The Federal Government, on Saturday, announced that it had shut down the operations of seven depots in various locations in Nigeria for dispensing Premium Motor Spirit, popularly called petrol, at outrageous prices to retail outlets.
It said the action by the affected depots contravened the provisions of the Petroleum Industry Act 2021, and also contributed to the recent PMS supply crisis in the downstream oil sector.
The Chief Executive, Nigerian Midstream and Downstream Petroleum Regulatory Authority, Farouk Ahmed, who disclosed this to journalists in Abuja, explained that the government had held several engagements with all stakeholders in the downstream oil sector.
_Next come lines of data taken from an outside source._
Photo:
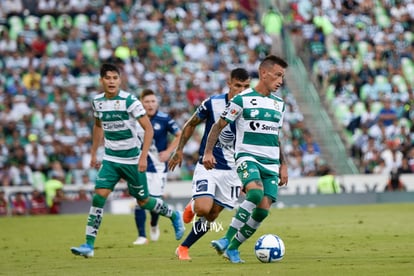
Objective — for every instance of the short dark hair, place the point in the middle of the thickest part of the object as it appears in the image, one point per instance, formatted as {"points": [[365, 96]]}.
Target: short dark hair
{"points": [[271, 60], [239, 74], [146, 92], [108, 67]]}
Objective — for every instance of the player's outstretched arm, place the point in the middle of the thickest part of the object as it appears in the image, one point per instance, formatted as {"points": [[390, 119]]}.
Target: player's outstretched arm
{"points": [[209, 161], [187, 132]]}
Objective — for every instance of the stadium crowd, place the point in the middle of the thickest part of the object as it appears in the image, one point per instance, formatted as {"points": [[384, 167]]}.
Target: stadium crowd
{"points": [[361, 57], [50, 53]]}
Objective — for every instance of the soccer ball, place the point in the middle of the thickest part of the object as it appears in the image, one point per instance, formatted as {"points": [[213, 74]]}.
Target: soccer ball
{"points": [[269, 248]]}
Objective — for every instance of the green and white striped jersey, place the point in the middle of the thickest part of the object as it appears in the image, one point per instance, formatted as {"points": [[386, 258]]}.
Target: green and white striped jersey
{"points": [[119, 122], [258, 120]]}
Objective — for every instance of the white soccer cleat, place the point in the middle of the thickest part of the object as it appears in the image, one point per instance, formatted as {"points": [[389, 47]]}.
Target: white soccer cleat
{"points": [[154, 233], [140, 241]]}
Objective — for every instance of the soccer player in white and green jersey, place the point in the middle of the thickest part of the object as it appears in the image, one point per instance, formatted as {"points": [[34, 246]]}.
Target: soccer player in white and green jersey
{"points": [[116, 114], [258, 116]]}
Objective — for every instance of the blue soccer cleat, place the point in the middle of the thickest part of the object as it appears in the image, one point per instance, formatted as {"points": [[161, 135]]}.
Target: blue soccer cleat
{"points": [[84, 250], [220, 245], [233, 256], [178, 225]]}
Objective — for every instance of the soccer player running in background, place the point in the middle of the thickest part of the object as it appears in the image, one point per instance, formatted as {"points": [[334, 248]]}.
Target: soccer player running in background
{"points": [[213, 190], [258, 116], [116, 114], [158, 155]]}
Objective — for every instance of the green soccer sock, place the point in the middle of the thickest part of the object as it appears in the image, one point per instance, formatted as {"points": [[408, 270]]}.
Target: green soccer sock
{"points": [[94, 218], [157, 205], [249, 228], [253, 197]]}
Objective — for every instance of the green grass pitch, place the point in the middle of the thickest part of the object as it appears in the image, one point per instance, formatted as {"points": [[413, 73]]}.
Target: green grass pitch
{"points": [[345, 240]]}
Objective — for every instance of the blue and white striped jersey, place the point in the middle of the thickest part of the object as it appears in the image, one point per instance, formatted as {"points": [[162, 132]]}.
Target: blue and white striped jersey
{"points": [[210, 111], [163, 124]]}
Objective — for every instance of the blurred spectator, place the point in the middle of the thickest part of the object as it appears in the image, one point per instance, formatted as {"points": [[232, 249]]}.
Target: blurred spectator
{"points": [[57, 200], [51, 187], [82, 196], [4, 205], [328, 184], [392, 156], [405, 167], [394, 183], [308, 140], [21, 174], [19, 206], [37, 203]]}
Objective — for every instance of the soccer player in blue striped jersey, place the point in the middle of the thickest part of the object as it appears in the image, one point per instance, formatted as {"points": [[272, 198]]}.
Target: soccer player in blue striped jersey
{"points": [[212, 191], [116, 115], [258, 117], [164, 127]]}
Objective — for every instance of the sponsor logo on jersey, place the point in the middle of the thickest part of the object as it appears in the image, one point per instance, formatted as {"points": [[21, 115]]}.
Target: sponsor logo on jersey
{"points": [[117, 105], [201, 185], [113, 125], [156, 126], [254, 113], [256, 125]]}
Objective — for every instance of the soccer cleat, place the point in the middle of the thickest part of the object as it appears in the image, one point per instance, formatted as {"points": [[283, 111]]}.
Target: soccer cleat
{"points": [[154, 233], [178, 225], [233, 256], [188, 214], [140, 241], [84, 250], [182, 253], [220, 245]]}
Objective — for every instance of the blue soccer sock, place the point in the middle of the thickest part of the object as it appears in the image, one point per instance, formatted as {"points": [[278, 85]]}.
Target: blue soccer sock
{"points": [[140, 219], [199, 229], [154, 219]]}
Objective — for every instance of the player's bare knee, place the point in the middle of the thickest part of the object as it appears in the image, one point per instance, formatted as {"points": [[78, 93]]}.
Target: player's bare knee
{"points": [[201, 211], [142, 202]]}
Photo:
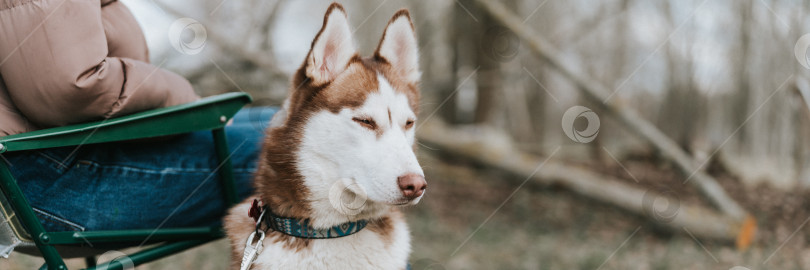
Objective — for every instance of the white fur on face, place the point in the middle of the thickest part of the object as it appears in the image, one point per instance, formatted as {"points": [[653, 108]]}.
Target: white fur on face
{"points": [[336, 148]]}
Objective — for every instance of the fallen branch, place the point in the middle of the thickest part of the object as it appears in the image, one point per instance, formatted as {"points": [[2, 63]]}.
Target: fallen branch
{"points": [[599, 94], [488, 150]]}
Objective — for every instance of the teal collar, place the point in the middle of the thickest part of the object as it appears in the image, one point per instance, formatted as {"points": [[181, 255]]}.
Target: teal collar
{"points": [[302, 228]]}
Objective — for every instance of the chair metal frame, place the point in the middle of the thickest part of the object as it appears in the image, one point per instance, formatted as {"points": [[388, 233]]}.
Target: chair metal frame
{"points": [[210, 113]]}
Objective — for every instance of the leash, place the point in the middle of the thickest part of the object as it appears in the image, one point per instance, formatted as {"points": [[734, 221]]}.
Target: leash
{"points": [[290, 226]]}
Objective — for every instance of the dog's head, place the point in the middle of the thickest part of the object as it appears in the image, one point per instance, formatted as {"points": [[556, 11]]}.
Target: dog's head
{"points": [[354, 118]]}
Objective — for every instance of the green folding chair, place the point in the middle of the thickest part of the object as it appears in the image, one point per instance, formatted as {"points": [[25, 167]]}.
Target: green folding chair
{"points": [[22, 230]]}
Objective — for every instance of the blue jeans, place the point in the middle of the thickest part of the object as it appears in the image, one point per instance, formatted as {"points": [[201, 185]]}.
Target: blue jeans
{"points": [[139, 185]]}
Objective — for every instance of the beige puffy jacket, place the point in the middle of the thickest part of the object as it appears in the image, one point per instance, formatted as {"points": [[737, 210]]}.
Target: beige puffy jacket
{"points": [[71, 61]]}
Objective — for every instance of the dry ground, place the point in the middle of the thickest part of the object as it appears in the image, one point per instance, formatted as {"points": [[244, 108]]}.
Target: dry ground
{"points": [[549, 228]]}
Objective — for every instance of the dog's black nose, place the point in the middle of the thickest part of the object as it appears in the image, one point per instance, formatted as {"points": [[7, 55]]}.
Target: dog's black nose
{"points": [[412, 185]]}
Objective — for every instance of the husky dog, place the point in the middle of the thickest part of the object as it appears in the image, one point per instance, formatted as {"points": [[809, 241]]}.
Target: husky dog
{"points": [[338, 160]]}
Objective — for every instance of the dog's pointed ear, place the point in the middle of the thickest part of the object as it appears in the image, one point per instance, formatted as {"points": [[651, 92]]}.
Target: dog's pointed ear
{"points": [[332, 48], [399, 48]]}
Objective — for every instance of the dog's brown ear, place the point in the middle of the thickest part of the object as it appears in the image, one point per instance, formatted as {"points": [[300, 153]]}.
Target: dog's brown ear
{"points": [[332, 48], [399, 48]]}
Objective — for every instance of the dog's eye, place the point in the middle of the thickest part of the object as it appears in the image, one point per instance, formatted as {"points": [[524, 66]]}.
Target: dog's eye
{"points": [[408, 124], [366, 122]]}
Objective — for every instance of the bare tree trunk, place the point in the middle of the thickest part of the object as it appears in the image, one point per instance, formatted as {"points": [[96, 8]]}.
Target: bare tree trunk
{"points": [[635, 123], [699, 221]]}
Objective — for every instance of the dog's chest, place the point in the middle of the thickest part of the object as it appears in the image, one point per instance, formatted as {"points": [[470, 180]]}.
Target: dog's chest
{"points": [[366, 249]]}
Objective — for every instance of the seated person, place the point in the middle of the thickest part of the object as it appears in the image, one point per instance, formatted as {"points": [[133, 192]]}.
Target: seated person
{"points": [[68, 62]]}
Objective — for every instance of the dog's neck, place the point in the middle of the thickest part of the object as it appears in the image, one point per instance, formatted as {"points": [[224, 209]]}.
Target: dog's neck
{"points": [[290, 192]]}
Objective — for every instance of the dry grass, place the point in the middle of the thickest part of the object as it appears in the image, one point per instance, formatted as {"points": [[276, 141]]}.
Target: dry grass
{"points": [[542, 228]]}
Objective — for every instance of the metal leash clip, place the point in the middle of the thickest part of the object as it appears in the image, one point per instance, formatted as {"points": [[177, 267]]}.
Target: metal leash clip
{"points": [[252, 251]]}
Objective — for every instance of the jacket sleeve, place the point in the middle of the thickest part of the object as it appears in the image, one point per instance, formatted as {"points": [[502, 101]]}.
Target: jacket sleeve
{"points": [[58, 70]]}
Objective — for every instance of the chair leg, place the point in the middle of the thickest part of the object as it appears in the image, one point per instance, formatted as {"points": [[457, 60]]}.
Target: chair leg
{"points": [[23, 208], [225, 167], [90, 261]]}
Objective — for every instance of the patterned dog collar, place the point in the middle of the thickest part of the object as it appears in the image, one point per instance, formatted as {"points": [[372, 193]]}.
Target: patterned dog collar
{"points": [[302, 229]]}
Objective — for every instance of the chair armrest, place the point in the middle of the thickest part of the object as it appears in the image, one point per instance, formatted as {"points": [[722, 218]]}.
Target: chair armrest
{"points": [[205, 114]]}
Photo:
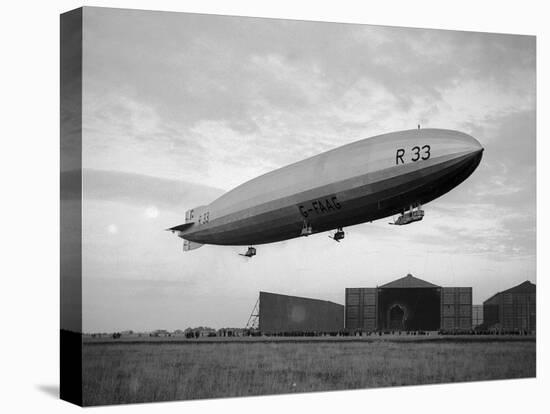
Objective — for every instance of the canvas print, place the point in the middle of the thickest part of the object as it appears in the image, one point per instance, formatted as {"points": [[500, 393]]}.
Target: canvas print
{"points": [[255, 206]]}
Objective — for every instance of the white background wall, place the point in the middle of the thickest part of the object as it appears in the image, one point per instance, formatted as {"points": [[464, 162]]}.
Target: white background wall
{"points": [[29, 162]]}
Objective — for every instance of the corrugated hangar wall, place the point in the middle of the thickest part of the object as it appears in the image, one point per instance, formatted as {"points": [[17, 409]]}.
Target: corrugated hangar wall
{"points": [[456, 308], [282, 313], [513, 309]]}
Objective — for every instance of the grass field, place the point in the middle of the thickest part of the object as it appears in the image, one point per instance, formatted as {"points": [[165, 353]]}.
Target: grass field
{"points": [[131, 372]]}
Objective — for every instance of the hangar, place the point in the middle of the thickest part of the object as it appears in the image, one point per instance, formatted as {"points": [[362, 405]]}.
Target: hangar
{"points": [[283, 313], [408, 304], [513, 309]]}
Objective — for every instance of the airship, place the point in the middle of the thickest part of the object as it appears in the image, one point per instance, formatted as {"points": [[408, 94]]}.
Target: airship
{"points": [[366, 180]]}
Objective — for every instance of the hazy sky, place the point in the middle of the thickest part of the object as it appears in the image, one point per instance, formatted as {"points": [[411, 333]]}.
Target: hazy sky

“The stakeholders include the Major Oil Marketers Association of Nigeria, Independent Petroleum Marketers Association of Nigeria, Depot and Petroleum Products Marketers Association of Nigeria, etc,” he stated.
Ahmed, however, stated that despite the engagements with the dealers and the fact that the sector was still a regulated market, the affected depots went ahead to hike the cost of petrol far higher than what was approved for them.
He said the government had confirmed that the price of chartering vessels for transportation of PMS by marketers had increased, but stressed that the issue had been discussed with marketer on how it would be addressed.
“We sat down with marketers to discuss these issues and how to address it. But the marketers have continued to increase the ex-depot price beyond reasonable margins,” Ahmed stated.
He added, “The increase is outrageous despite the fact that the NNPC (Nigerian National Petroleum Company Limited) sells at a very low price to them. We had meetings with them (marketers) and asked them to comply with the approved price, but they have continued to increase the cost.
“So we had to take action and the first we took was to shut down some of the marketing depots. We shut down seven depots. We shut down Ardova and RainOil in Lagos, as well as all their facilities.”